Are we to believe this star college athlete was content talking to a faceless person he had met only briefly three years earlier?
We're softies for a sad story and a love story, or better yet, a sad love story. The tale, along with the fact he was playing at high-profile Notre Dame, probably helped the only better-than-average player win so many postseason awards.
Which is why I believe Te'o owes a truthful explanation and more heartfelt apology before he moves on to playing on Sundays. Playing in such a spotlight is a privilege, and Te'o may have just burned his privilege by scorching our trust. What team would want him now, with all of the media circus sure to follow him wherever he lands?
Oh, that's right, Oakland is still in the league.
Yes, the easy thing here is to jump on Te'o for his big mistake after being duped. It's not the hoax that has the sports world and beyond buzzing about him today, it's how he continued with the lies afterward.
It's like finding several broken eggs in your groceries once you got home, but rather than taking out the trash, you just shoved them into a corner, hoping the problem would just go away. At some point, things begin to stink.
It was an incredibly bad decision for Te'o not to come clean much sooner (Notre Dame officials also have egg on their face for allowing Te'o to carry on with the hoax in the media even after knowing of the situation). He should be -- and is -- paying a mighty price for his lengthy lapse in judgement.

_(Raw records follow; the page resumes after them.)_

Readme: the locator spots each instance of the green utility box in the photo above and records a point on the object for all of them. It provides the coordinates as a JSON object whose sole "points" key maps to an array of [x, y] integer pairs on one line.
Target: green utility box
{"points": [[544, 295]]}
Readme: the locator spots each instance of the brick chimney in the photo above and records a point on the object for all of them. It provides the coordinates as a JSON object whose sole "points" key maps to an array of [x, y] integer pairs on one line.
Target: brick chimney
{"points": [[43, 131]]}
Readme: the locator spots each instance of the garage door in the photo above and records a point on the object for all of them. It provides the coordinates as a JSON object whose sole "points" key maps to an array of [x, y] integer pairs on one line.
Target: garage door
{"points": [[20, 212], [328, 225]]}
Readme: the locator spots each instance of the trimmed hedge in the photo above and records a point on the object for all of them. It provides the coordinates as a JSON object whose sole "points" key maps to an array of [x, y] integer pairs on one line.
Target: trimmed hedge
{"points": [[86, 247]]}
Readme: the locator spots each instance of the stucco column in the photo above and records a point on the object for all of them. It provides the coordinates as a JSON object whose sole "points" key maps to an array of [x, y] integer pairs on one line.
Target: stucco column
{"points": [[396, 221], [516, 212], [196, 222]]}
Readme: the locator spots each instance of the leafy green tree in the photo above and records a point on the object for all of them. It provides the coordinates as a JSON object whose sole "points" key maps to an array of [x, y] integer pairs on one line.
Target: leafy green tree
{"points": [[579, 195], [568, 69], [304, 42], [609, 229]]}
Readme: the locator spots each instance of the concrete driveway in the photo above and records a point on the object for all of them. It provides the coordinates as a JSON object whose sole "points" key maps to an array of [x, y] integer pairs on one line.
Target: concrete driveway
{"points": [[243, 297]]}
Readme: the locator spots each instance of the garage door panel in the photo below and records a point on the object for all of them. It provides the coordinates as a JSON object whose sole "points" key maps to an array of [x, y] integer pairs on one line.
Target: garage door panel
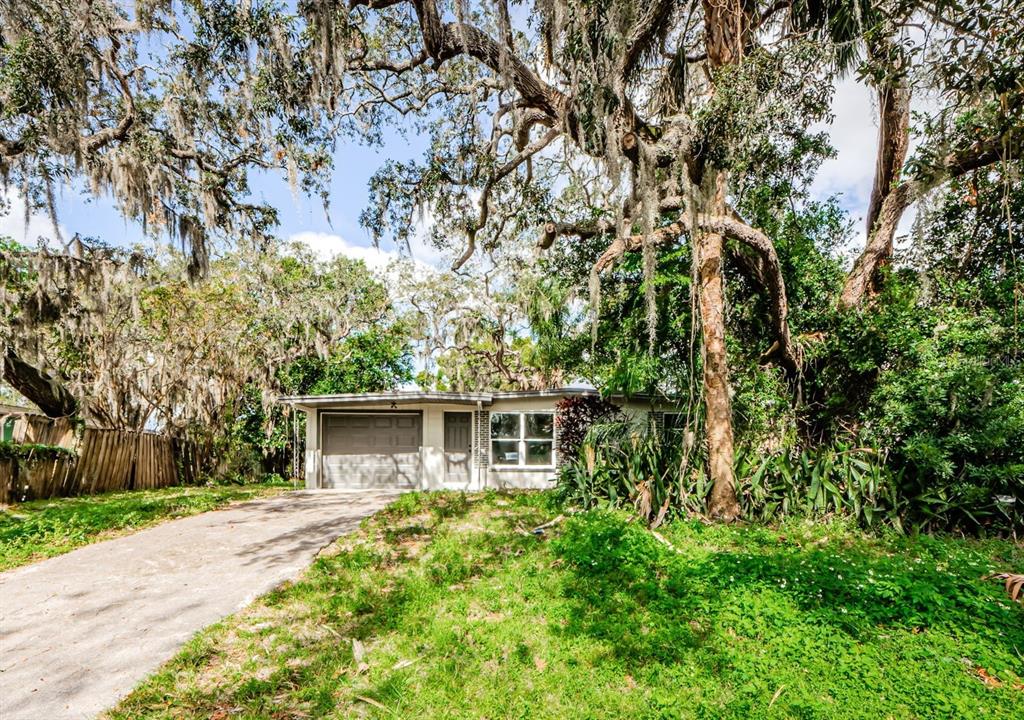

Look no further than Lance Armstrong, who shared the goat-of-the-week award with Te'o with his shallow admission of guilt in taking performance-enhancing drugs while racing to the summit of his sport. I say shallow because Armstrong did not give direct apologies to those he criticized, successfully sued, and basically trampled and spit upon when they acknowledged his cheating. Their lives were somewhat destroyed by Armstrong's actions.
Te'o, meanwhile, may have destroyed his life with his own selfish actions.